Tokenize text into words using tokenizer

Since R2023b

    Description

    words = wordTokenize(tokenizer,str) tokenizes the text in str into words using the specified tokenizer.

    example

    Examples

    collapse all

    Load a pretrained BERT-Base neural network and corresponding tokenizer using the bert function.

    [net,tokenizer] = bert;

    View the tokenizer.

    tokenizer
    tokenizer = 
      bertTokenizer with properties:
    
            IgnoreCase: 1
          StripAccents: 1
          PaddingToken: "[PAD]"
           PaddingCode: 1
            StartToken: "[CLS]"
             StartCode: 102
          UnknownToken: "[UNK]"
           UnknownCode: 101
        SeparatorToken: "[SEP]"
         SeparatorCode: 103
           ContextSize: 512
    
    

    Tokenize the text "Bidirectional Encoder Representations from Transformers" into words using the wordTokenize function.

    str = "Bidirectional Encoder Representations from Transformers";
    words = wordTokenize(tokenizer,str)
    words = 1×1 cell array
        {["Bidirectional"    "Encoder"    "Representations"    "from"    "Transformers"]}
    
    

    Input Arguments

    collapse all

    Tokenizer, specified as a bertTokenizer or bpeTokenizer object.

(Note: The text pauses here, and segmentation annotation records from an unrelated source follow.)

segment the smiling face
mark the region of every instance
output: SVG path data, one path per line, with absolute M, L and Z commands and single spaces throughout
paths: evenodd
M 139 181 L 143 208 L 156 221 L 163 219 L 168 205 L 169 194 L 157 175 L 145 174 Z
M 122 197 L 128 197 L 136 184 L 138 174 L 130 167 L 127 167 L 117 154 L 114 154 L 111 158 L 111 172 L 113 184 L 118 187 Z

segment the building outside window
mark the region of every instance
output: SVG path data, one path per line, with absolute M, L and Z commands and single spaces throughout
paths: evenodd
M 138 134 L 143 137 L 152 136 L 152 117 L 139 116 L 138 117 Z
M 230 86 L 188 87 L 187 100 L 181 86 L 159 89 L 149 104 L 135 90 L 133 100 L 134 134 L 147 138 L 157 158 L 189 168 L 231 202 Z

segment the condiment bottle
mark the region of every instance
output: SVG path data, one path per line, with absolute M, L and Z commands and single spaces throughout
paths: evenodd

    Input text, specified as a string array, character vector, or cell array of character vectors.

    Example: ["An example of a short sentence."; "A second short sentence."]

    Data Types: string | char | cell

    Output Arguments

    collapse all

    Tokenized words, returned as a cell array of string arrays.

    Data Types: cell

    Algorithms

    collapse all

    References

    [1] Devlin, Jacob, Ming-Wei Chang, Kenton Lee, and Kristina Toutanova. "BERT: Pre-Training of Deep Bidirectional Transformers for Language Understanding" Preprint, submitted May 24, 2019. https://doi.org/10.48550/arXiv.1810.04805.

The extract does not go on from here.